First of all, there are risks.
By the way, I want to comment on something that Mr. McGowan said, which I think is not quite correct. I believe Michael Moore was not at the NEB hearings. In fact, when Michael Moore did his paper, he worked with Stillwater Associates and Los Alamos National Laboratory, which are very distinguished organizations in the United States. We, however, also go through a very rigorous anonymous refereeing process, and the referees thought very highly of the paper.
I won't comment any further, but certainly the quality is there. We can have that kind of debate. As to whether Mr. Mansell got torn apart, all I know is that there was a very bizarre argument made by one expert witness who was trying to tear it apart. I won't go into that in detail, but we'll hear from the NEB what they think of the ultimate arguments.

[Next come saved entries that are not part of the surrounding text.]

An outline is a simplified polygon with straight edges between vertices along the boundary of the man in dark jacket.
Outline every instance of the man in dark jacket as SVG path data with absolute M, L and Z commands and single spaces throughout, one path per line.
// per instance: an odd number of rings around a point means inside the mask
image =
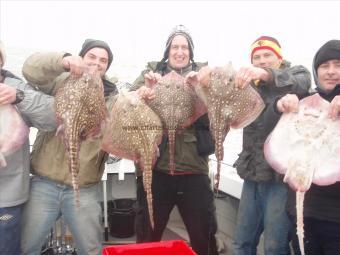
M 157 83 L 163 75 L 172 70 L 188 80 L 195 80 L 196 71 L 206 64 L 194 62 L 193 50 L 194 44 L 186 28 L 181 25 L 176 27 L 167 40 L 163 59 L 160 62 L 148 63 L 147 69 L 134 82 L 134 89 L 144 83 L 146 85 Z M 200 123 L 201 129 L 202 126 L 206 126 L 206 132 L 209 134 L 207 115 L 197 120 L 197 123 Z M 169 215 L 177 205 L 193 250 L 198 255 L 216 255 L 218 254 L 215 239 L 216 209 L 208 176 L 208 155 L 213 151 L 201 151 L 205 148 L 202 144 L 199 145 L 197 130 L 194 128 L 196 124 L 176 134 L 174 175 L 168 170 L 169 148 L 166 137 L 160 145 L 160 156 L 152 180 L 154 230 L 150 227 L 142 177 L 138 177 L 135 224 L 137 242 L 161 240 Z M 200 154 L 199 149 L 202 152 Z
M 315 54 L 313 62 L 316 93 L 331 103 L 329 117 L 340 118 L 340 40 L 325 43 Z M 275 112 L 296 112 L 299 98 L 288 94 L 274 104 L 274 111 L 266 115 L 279 118 Z M 273 114 L 274 113 L 274 114 Z M 339 131 L 340 132 L 340 131 Z M 327 160 L 327 159 L 325 159 Z M 287 208 L 296 219 L 295 192 L 289 191 Z M 295 223 L 295 222 L 294 222 Z M 329 186 L 312 184 L 304 200 L 304 246 L 308 255 L 340 254 L 340 183 Z M 296 254 L 300 254 L 294 242 Z
M 240 88 L 253 86 L 266 107 L 280 95 L 307 94 L 308 70 L 303 66 L 291 67 L 283 60 L 275 38 L 258 38 L 251 45 L 251 62 L 252 66 L 240 68 L 235 83 Z M 264 129 L 264 112 L 244 128 L 243 149 L 235 162 L 237 173 L 244 179 L 233 246 L 235 255 L 256 254 L 262 232 L 266 255 L 289 253 L 287 186 L 264 159 L 263 144 L 269 134 Z
M 29 127 L 55 129 L 53 97 L 2 69 L 4 63 L 5 50 L 0 42 L 0 106 L 14 105 Z M 29 154 L 27 137 L 18 150 L 5 157 L 7 165 L 0 167 L 0 254 L 20 254 L 22 209 L 29 195 Z

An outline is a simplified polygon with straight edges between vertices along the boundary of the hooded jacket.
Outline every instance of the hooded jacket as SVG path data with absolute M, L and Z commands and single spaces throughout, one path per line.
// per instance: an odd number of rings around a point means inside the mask
M 24 92 L 24 99 L 16 105 L 29 127 L 48 131 L 56 128 L 54 99 L 36 91 L 8 71 L 1 70 L 3 83 Z M 0 208 L 12 207 L 27 201 L 29 194 L 30 145 L 29 139 L 20 149 L 6 158 L 7 166 L 0 169 Z
M 54 95 L 69 76 L 61 65 L 64 52 L 36 53 L 24 63 L 24 77 L 40 90 Z M 116 85 L 103 79 L 105 96 L 117 93 Z M 31 154 L 32 174 L 57 183 L 72 186 L 68 165 L 68 153 L 61 138 L 52 132 L 39 131 Z M 97 184 L 102 177 L 107 153 L 100 149 L 101 138 L 85 140 L 79 152 L 79 187 Z
M 314 80 L 317 83 L 318 78 L 316 75 L 314 75 Z M 317 93 L 328 102 L 331 102 L 335 96 L 340 96 L 340 84 L 330 93 L 324 93 L 320 89 L 317 90 L 319 91 Z M 339 204 L 340 182 L 328 186 L 318 186 L 312 183 L 310 189 L 305 194 L 303 214 L 304 217 L 340 223 Z M 296 215 L 296 197 L 295 192 L 291 189 L 288 192 L 287 209 L 289 214 Z
M 316 93 L 319 93 L 328 102 L 331 102 L 335 96 L 340 96 L 340 84 L 336 85 L 329 93 L 326 93 L 319 82 L 317 67 L 331 59 L 340 59 L 340 40 L 331 40 L 324 44 L 317 51 L 313 59 L 313 77 L 317 86 Z M 340 182 L 328 186 L 318 186 L 312 183 L 310 189 L 305 194 L 304 217 L 340 223 L 339 204 Z M 290 190 L 288 193 L 287 209 L 291 215 L 296 215 L 295 205 L 295 192 Z
M 198 71 L 201 67 L 207 65 L 207 63 L 195 63 L 196 67 L 192 64 L 182 69 L 180 75 L 185 76 L 190 71 Z M 167 62 L 149 62 L 147 68 L 141 73 L 141 75 L 133 83 L 131 90 L 136 90 L 142 85 L 144 85 L 144 74 L 153 71 L 161 74 L 162 76 L 171 72 L 173 69 L 167 64 Z M 176 134 L 175 141 L 175 172 L 185 174 L 185 173 L 196 173 L 196 174 L 208 174 L 208 155 L 199 155 L 198 153 L 198 136 L 195 130 L 195 125 L 200 125 L 206 127 L 206 135 L 210 135 L 209 131 L 209 120 L 207 115 L 203 115 L 199 118 L 193 125 L 182 130 L 180 133 Z M 206 137 L 206 135 L 203 135 Z M 161 145 L 159 146 L 159 158 L 156 162 L 155 170 L 162 171 L 165 173 L 169 172 L 169 146 L 167 137 L 163 136 Z M 212 152 L 210 152 L 212 153 Z M 140 174 L 137 168 L 137 173 Z

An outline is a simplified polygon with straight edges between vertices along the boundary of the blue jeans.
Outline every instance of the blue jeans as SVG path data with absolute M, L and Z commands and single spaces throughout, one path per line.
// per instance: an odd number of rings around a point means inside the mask
M 20 254 L 22 206 L 0 208 L 0 255 Z
M 61 215 L 72 233 L 78 255 L 101 254 L 101 214 L 98 185 L 80 189 L 77 209 L 72 187 L 33 177 L 23 211 L 22 254 L 40 254 L 47 234 Z
M 256 255 L 262 232 L 266 255 L 290 254 L 287 189 L 283 183 L 244 181 L 233 243 L 235 255 Z

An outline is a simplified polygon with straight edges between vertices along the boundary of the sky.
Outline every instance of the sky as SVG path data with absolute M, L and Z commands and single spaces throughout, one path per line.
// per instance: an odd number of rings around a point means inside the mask
M 35 51 L 77 54 L 86 38 L 107 41 L 109 74 L 132 82 L 148 61 L 162 58 L 174 26 L 193 38 L 195 61 L 238 69 L 250 45 L 273 36 L 285 59 L 310 69 L 318 48 L 340 39 L 340 1 L 16 1 L 0 0 L 0 39 L 6 66 L 20 70 Z

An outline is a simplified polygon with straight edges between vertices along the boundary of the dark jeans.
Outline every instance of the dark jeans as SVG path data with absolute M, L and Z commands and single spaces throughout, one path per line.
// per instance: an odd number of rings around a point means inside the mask
M 0 208 L 0 255 L 20 254 L 22 205 Z
M 190 237 L 190 244 L 198 255 L 217 255 L 217 231 L 214 194 L 207 175 L 171 176 L 153 172 L 152 195 L 155 229 L 150 227 L 146 195 L 142 178 L 137 179 L 137 242 L 160 241 L 169 215 L 177 205 Z
M 292 217 L 294 224 L 296 218 Z M 306 255 L 340 255 L 340 223 L 304 217 Z M 294 254 L 300 255 L 297 236 L 293 238 Z

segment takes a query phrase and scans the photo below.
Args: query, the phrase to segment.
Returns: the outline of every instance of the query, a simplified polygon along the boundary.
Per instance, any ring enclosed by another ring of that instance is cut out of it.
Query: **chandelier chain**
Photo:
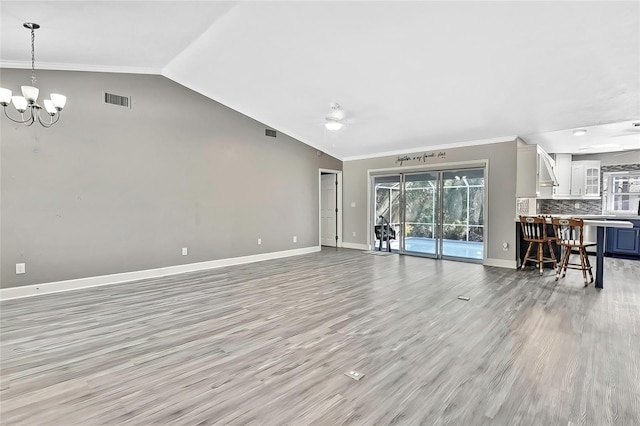
[[[31,27],[31,84],[36,83],[36,32]]]

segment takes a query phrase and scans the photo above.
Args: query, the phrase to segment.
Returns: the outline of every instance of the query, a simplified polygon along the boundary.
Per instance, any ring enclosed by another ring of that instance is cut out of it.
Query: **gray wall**
[[[446,158],[429,158],[426,162],[405,162],[402,166],[396,163],[397,156],[385,156],[365,160],[344,162],[344,241],[347,243],[367,244],[367,179],[368,170],[399,168],[408,169],[416,166],[432,167],[447,163],[489,160],[487,177],[488,206],[485,218],[488,226],[486,241],[487,257],[514,261],[515,254],[515,195],[516,195],[516,142],[503,142],[489,145],[469,146],[441,150]],[[431,152],[431,151],[427,151]],[[421,155],[424,152],[407,154]],[[352,207],[355,203],[355,207]],[[353,237],[353,232],[356,236]],[[508,251],[502,250],[502,243],[508,242]],[[514,262],[515,265],[515,262]]]
[[[68,103],[50,129],[0,119],[2,288],[318,245],[318,168],[340,161],[161,76],[37,76]]]

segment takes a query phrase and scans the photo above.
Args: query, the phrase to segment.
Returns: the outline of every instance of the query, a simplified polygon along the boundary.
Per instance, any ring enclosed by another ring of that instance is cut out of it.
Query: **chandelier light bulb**
[[[40,90],[37,87],[33,86],[21,86],[22,96],[29,102],[29,104],[35,104],[38,99],[38,95],[40,94]]]
[[[52,93],[51,102],[53,102],[53,106],[56,107],[58,111],[62,111],[65,104],[67,103],[67,97],[59,93]]]
[[[44,102],[44,109],[47,111],[47,114],[49,114],[50,116],[56,115],[58,110],[53,105],[53,102],[50,99],[45,99],[43,102]]]
[[[11,95],[11,90],[0,87],[0,105],[3,107],[9,105],[11,103]]]
[[[11,101],[20,114],[27,110],[28,102],[23,96],[12,96]]]

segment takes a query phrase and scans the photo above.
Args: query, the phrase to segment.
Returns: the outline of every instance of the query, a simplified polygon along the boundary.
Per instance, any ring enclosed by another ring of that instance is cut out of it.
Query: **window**
[[[640,202],[640,171],[604,173],[605,213],[638,212]]]

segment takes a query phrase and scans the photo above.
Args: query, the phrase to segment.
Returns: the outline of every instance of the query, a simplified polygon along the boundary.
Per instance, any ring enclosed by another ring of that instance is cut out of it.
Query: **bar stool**
[[[558,261],[556,255],[551,246],[551,242],[554,237],[547,236],[547,220],[544,217],[537,216],[520,216],[520,227],[522,228],[522,236],[525,241],[529,242],[527,247],[527,253],[522,260],[522,267],[524,269],[527,265],[527,261],[536,262],[540,268],[540,275],[542,275],[542,269],[545,263],[553,263],[555,269]],[[544,256],[544,245],[549,246],[549,257]],[[537,245],[536,254],[529,256],[531,249]]]
[[[591,263],[589,263],[589,255],[587,247],[596,246],[597,243],[592,241],[584,241],[584,221],[582,219],[551,219],[553,230],[556,234],[556,242],[562,248],[560,256],[560,264],[556,270],[556,281],[567,275],[567,268],[578,269],[582,271],[584,286],[593,282],[593,274],[591,273]],[[580,263],[571,263],[570,257],[573,250],[578,251]],[[587,281],[587,271],[589,272],[589,281]]]

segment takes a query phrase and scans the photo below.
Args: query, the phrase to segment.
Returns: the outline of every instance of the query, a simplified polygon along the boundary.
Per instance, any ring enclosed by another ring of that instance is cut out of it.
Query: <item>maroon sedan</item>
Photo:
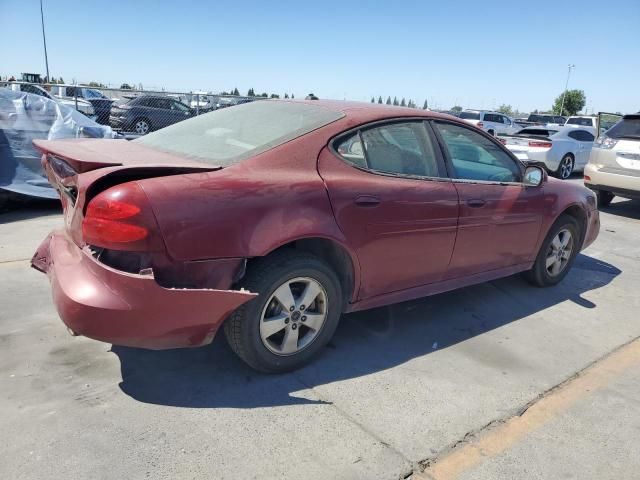
[[[296,368],[343,312],[524,272],[558,283],[596,238],[593,193],[428,111],[260,101],[133,142],[36,141],[65,228],[32,264],[74,334],[211,342]]]

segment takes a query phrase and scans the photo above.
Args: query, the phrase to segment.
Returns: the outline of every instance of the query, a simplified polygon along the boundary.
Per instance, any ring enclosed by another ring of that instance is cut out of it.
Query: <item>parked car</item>
[[[527,127],[502,140],[519,160],[542,165],[566,180],[574,171],[584,170],[595,133],[590,127]]]
[[[463,110],[459,118],[494,136],[511,135],[522,128],[506,115],[486,110]]]
[[[32,93],[33,95],[39,95],[41,97],[48,98],[49,100],[53,100],[59,103],[60,105],[65,105],[67,107],[73,108],[74,110],[78,110],[80,113],[82,113],[83,115],[86,115],[91,120],[96,119],[93,105],[91,105],[86,100],[78,99],[76,103],[75,100],[59,98],[50,94],[39,85],[33,85],[31,83],[10,83],[8,85],[8,88],[13,90],[14,92]]]
[[[584,184],[607,206],[618,195],[640,198],[640,113],[625,115],[596,140]]]
[[[36,145],[66,227],[32,265],[71,331],[161,349],[223,328],[268,372],[319,354],[343,312],[517,272],[557,284],[599,229],[590,190],[424,110],[265,100]]]
[[[252,102],[251,98],[243,97],[218,97],[215,102],[215,109],[233,107],[235,105],[242,105],[243,103]]]
[[[111,107],[111,128],[146,135],[194,115],[184,103],[165,95],[140,95]]]
[[[53,85],[51,93],[56,98],[71,101],[75,105],[75,99],[86,100],[93,106],[96,115],[96,122],[102,125],[109,125],[109,115],[114,99],[107,97],[100,90],[83,86]]]

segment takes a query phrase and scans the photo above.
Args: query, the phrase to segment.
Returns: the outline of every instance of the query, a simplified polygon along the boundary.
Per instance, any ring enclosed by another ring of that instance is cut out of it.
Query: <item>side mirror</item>
[[[524,184],[527,187],[539,187],[544,181],[544,170],[542,167],[528,166],[524,171]]]

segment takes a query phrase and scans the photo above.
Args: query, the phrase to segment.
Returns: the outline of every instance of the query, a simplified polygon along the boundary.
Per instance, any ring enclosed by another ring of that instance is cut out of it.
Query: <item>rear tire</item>
[[[146,135],[151,131],[151,122],[146,118],[136,118],[133,122],[133,131],[140,135]]]
[[[598,208],[609,206],[613,197],[615,197],[615,195],[611,192],[607,192],[606,190],[597,190],[596,198],[598,199]]]
[[[301,367],[321,352],[338,326],[340,281],[315,255],[283,250],[257,259],[238,286],[258,296],[227,319],[224,332],[231,349],[255,370]]]
[[[549,229],[533,267],[524,272],[524,277],[537,287],[556,285],[571,270],[581,240],[578,221],[571,215],[561,215]]]
[[[573,169],[575,167],[575,159],[571,153],[567,153],[562,160],[560,160],[560,165],[558,165],[558,170],[556,170],[556,177],[560,180],[568,179],[573,173]]]

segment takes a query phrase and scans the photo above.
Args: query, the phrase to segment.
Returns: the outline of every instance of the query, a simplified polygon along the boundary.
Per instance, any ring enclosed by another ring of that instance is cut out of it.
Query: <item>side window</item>
[[[502,122],[505,125],[511,125],[511,120],[509,120],[509,117],[502,117]]]
[[[364,158],[364,148],[360,142],[360,135],[354,133],[345,140],[342,140],[336,150],[347,162],[358,167],[367,168],[367,161]]]
[[[180,102],[176,102],[175,100],[170,100],[170,102],[171,102],[171,110],[177,110],[179,112],[189,111],[189,108]]]
[[[347,162],[369,170],[440,176],[435,149],[422,122],[368,128],[340,141],[337,150]]]
[[[465,127],[434,123],[453,164],[453,177],[462,180],[519,182],[520,168],[491,140]]]
[[[567,135],[579,142],[593,142],[595,140],[595,137],[592,134],[584,130],[569,132]]]

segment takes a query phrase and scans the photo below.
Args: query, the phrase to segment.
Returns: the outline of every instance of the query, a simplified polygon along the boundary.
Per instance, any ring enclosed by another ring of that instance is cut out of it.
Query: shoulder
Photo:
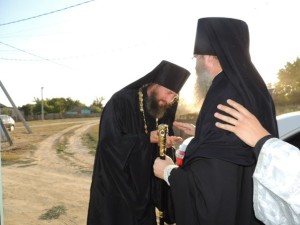
[[[237,94],[236,88],[234,88],[234,85],[232,84],[225,72],[221,72],[214,78],[213,83],[211,85],[211,89],[217,89],[217,93],[226,91],[228,94]]]
[[[134,99],[138,98],[138,92],[135,89],[122,89],[112,95],[108,104],[124,105],[129,104]]]
[[[210,109],[212,110],[212,113],[214,113],[217,110],[217,105],[227,105],[226,101],[229,98],[243,104],[241,95],[238,93],[237,89],[234,88],[226,74],[222,72],[213,80],[202,107],[206,110]],[[213,117],[213,115],[210,116]]]

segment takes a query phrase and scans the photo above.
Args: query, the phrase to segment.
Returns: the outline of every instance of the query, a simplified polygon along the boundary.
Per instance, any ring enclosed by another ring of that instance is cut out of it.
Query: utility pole
[[[26,121],[25,121],[23,115],[22,115],[22,114],[20,113],[20,111],[18,110],[17,106],[16,106],[15,103],[13,102],[12,98],[10,97],[10,95],[8,94],[8,92],[6,91],[4,85],[2,84],[1,81],[0,81],[0,86],[1,86],[1,88],[2,88],[2,90],[3,90],[3,92],[4,92],[4,94],[6,95],[7,99],[10,101],[10,104],[13,106],[13,108],[14,108],[15,112],[17,113],[19,119],[22,120],[22,122],[23,122],[24,126],[26,127],[28,133],[31,134],[31,133],[32,133],[31,128],[30,128],[30,127],[28,126],[28,124],[26,123]]]
[[[41,87],[41,94],[42,94],[42,120],[44,120],[44,99],[43,99],[43,89],[44,87]]]

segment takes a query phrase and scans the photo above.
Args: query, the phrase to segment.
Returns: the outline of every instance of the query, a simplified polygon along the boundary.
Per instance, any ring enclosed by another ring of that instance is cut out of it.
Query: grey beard
[[[201,65],[196,69],[196,74],[197,74],[197,78],[194,87],[194,93],[195,93],[196,101],[198,103],[205,98],[212,84],[214,76],[210,74],[209,71],[207,71],[207,69],[205,69]]]
[[[146,109],[147,112],[153,116],[154,118],[162,118],[166,111],[168,106],[159,106],[158,101],[156,100],[155,95],[148,96],[146,98]]]

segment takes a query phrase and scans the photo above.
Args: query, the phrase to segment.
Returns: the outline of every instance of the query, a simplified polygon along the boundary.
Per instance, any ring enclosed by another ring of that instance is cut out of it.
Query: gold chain
[[[144,86],[143,86],[144,87]],[[146,117],[145,117],[145,112],[144,112],[144,98],[143,98],[143,87],[141,87],[139,89],[139,101],[140,101],[140,111],[143,115],[143,119],[144,119],[144,128],[145,128],[145,133],[148,134],[148,126],[146,123]],[[156,129],[158,128],[158,118],[155,119],[156,121]]]

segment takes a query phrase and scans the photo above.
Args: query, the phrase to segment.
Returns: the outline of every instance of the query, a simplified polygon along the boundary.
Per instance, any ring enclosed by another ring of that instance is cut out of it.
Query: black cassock
[[[259,91],[255,95],[255,108],[260,112],[257,117],[277,136],[272,100]],[[228,98],[244,104],[222,72],[207,93],[183,167],[172,170],[169,177],[177,225],[261,224],[253,211],[253,149],[235,134],[215,126],[217,105],[226,104]]]
[[[217,56],[222,72],[208,90],[182,168],[172,170],[169,177],[176,225],[260,224],[253,210],[253,149],[217,128],[214,117],[217,105],[231,98],[278,136],[274,103],[251,61],[249,44],[244,21],[198,20],[194,54]]]
[[[170,110],[159,123],[168,124],[171,135],[175,109]],[[162,180],[153,174],[159,148],[149,138],[150,131],[157,128],[146,110],[145,117],[148,134],[139,110],[138,89],[122,89],[107,102],[100,120],[88,225],[156,224]],[[174,157],[172,151],[168,155]]]

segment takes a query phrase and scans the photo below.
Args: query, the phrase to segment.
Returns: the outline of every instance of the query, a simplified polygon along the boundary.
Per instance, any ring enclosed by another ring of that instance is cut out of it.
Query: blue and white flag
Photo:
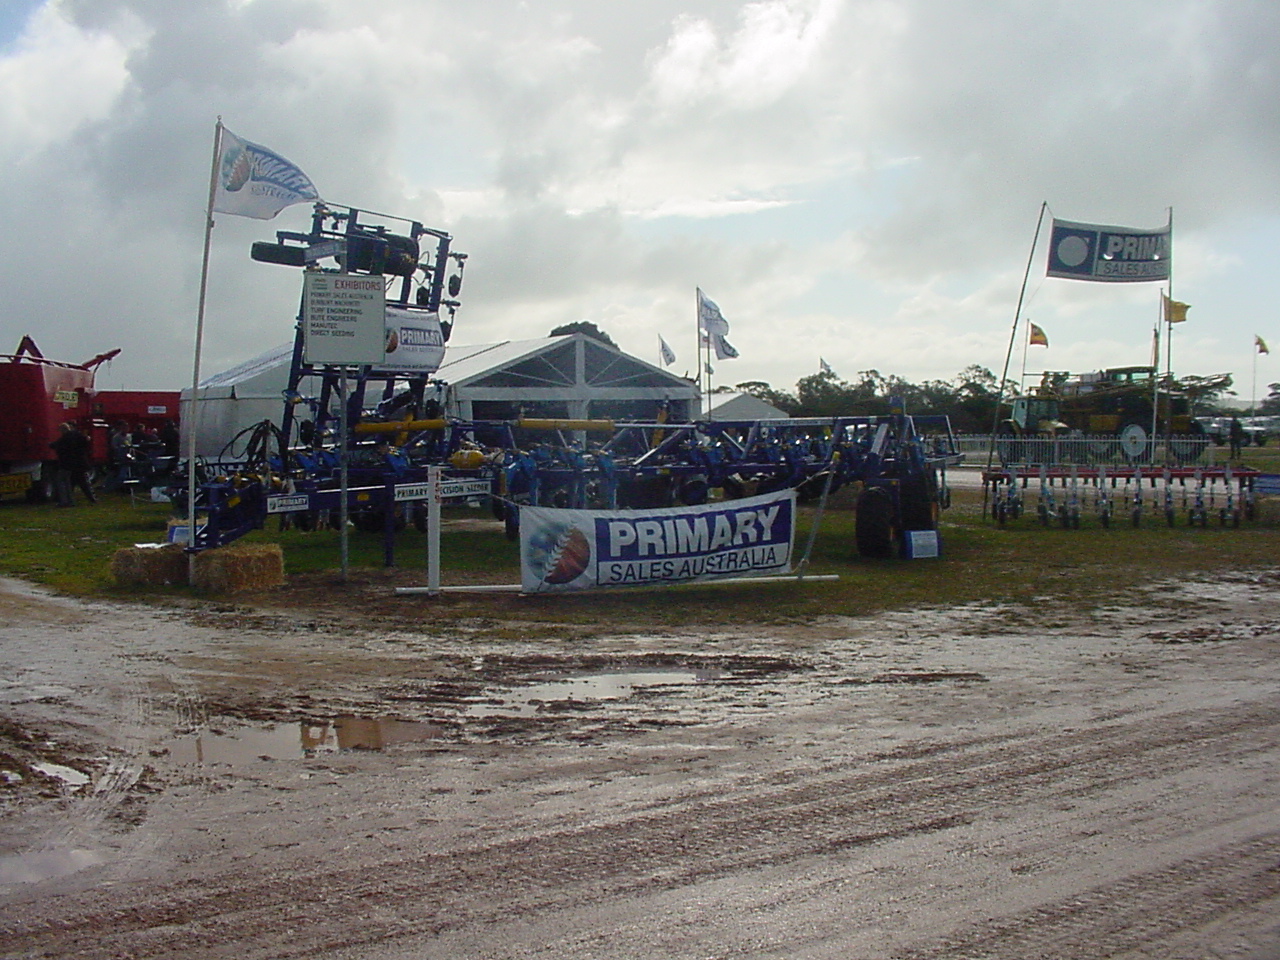
[[[738,348],[726,340],[723,334],[711,335],[711,349],[716,352],[717,360],[736,360],[738,357]]]
[[[707,299],[701,288],[698,288],[698,329],[711,337],[723,337],[729,332],[729,321],[715,301]]]
[[[835,371],[831,369],[831,364],[827,363],[827,361],[823,360],[821,357],[818,358],[818,368],[823,373],[835,376]]]
[[[676,352],[671,349],[667,341],[662,339],[662,334],[658,334],[658,356],[662,358],[664,367],[669,367],[676,362]]]
[[[1168,280],[1173,264],[1172,242],[1171,226],[1135,230],[1055,218],[1045,273],[1067,280],[1110,283]]]
[[[319,200],[311,178],[296,166],[222,128],[213,210],[270,220],[285,207]]]

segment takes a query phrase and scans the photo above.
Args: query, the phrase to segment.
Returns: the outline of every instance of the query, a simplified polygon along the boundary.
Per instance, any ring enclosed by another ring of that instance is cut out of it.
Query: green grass
[[[1268,451],[1263,449],[1261,453]],[[1280,451],[1276,451],[1280,454]],[[853,548],[853,514],[836,498],[826,511],[815,542],[809,572],[838,574],[835,582],[797,585],[698,585],[671,589],[618,590],[582,595],[512,598],[501,595],[449,595],[437,601],[441,617],[492,617],[521,623],[574,624],[584,631],[619,624],[653,627],[687,624],[690,610],[702,622],[730,624],[792,623],[823,614],[861,616],[886,609],[955,606],[968,603],[1036,603],[1052,599],[1082,609],[1117,602],[1149,602],[1153,584],[1232,570],[1270,570],[1277,566],[1280,508],[1261,505],[1259,520],[1235,530],[1220,526],[1189,528],[1185,518],[1170,528],[1148,515],[1140,529],[1126,523],[1101,528],[1086,512],[1083,528],[1043,528],[1034,519],[1035,491],[1028,491],[1029,515],[998,527],[981,516],[981,493],[958,490],[955,505],[943,514],[943,556],[936,560],[867,561]],[[1148,491],[1148,497],[1150,493]],[[0,504],[0,574],[47,584],[84,596],[123,596],[110,581],[114,552],[136,542],[162,539],[169,511],[165,505],[105,497],[97,506],[58,509],[6,502]],[[482,519],[483,511],[455,510],[452,518]],[[801,511],[797,554],[809,536],[813,511]],[[261,530],[245,542],[277,542],[290,574],[325,574],[339,566],[338,533]],[[441,543],[446,584],[517,583],[514,544],[496,525],[447,528]],[[414,530],[400,533],[396,564],[401,571],[423,571],[425,538]],[[352,532],[353,571],[376,576],[383,567],[379,534]],[[389,592],[389,591],[388,591]],[[128,591],[128,595],[136,595]],[[182,595],[184,590],[152,591],[152,596]],[[676,598],[678,597],[678,602]]]

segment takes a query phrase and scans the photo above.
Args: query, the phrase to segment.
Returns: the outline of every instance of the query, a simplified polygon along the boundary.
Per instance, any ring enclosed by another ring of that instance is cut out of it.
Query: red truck
[[[23,337],[15,353],[0,354],[0,498],[47,498],[56,468],[49,444],[74,421],[92,442],[95,466],[107,462],[107,421],[94,413],[94,370],[119,350],[84,363],[50,360]]]

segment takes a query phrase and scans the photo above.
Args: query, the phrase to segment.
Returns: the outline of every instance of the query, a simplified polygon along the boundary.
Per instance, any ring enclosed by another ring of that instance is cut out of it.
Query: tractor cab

With respect to the risks, they are there. One of the papers I mentioned was a recent one we put out by Michael Moore showing that Asian coal capacity is expanding. There has been a huge expansion in that capacity and planned capacity, and Mr. Moore's comment, based on work he did with Stillwater Associates, was that if we are slow in developing exports to Asia, we could eventually miss the market. There will be other suppliers that will come in.
With respect to the North American market, we don't export right now to California, which is one of the other advantages of going west. There are somewhat higher prices associated with PADD 5 in California compared with prices on the Gulf Coast. Going down south, we have an opportunity, but there are risks there. Tight oil is expanding tremendously in the United States. This doesn't mean it will displace all imports, but there is a fair amount of oil that could be brought in from offshore. If we have changes in Venezuela, there could be a good supply that will come in from there.
If we take our time in dealing with these issues, we risk missing markets. You can see the squeezing of the differences between the Brent price and the West Texas Intermediate price if you look at the recent numbers. Part of that is because a number of issues have been dealt with, including stoppages in the Enbridge line and the reversal of the Seaway Pipeline in the south. But we're going to have new pipelines going between Cushing and the Gulf Coast, and we're going to see those differences disappear quite a bit. This is why the refineries don't see their future as being very good. You're not going to lay down billions of dollars in new refining capacity when you could end up with quite low margins in the future. That has been one of the main concerns.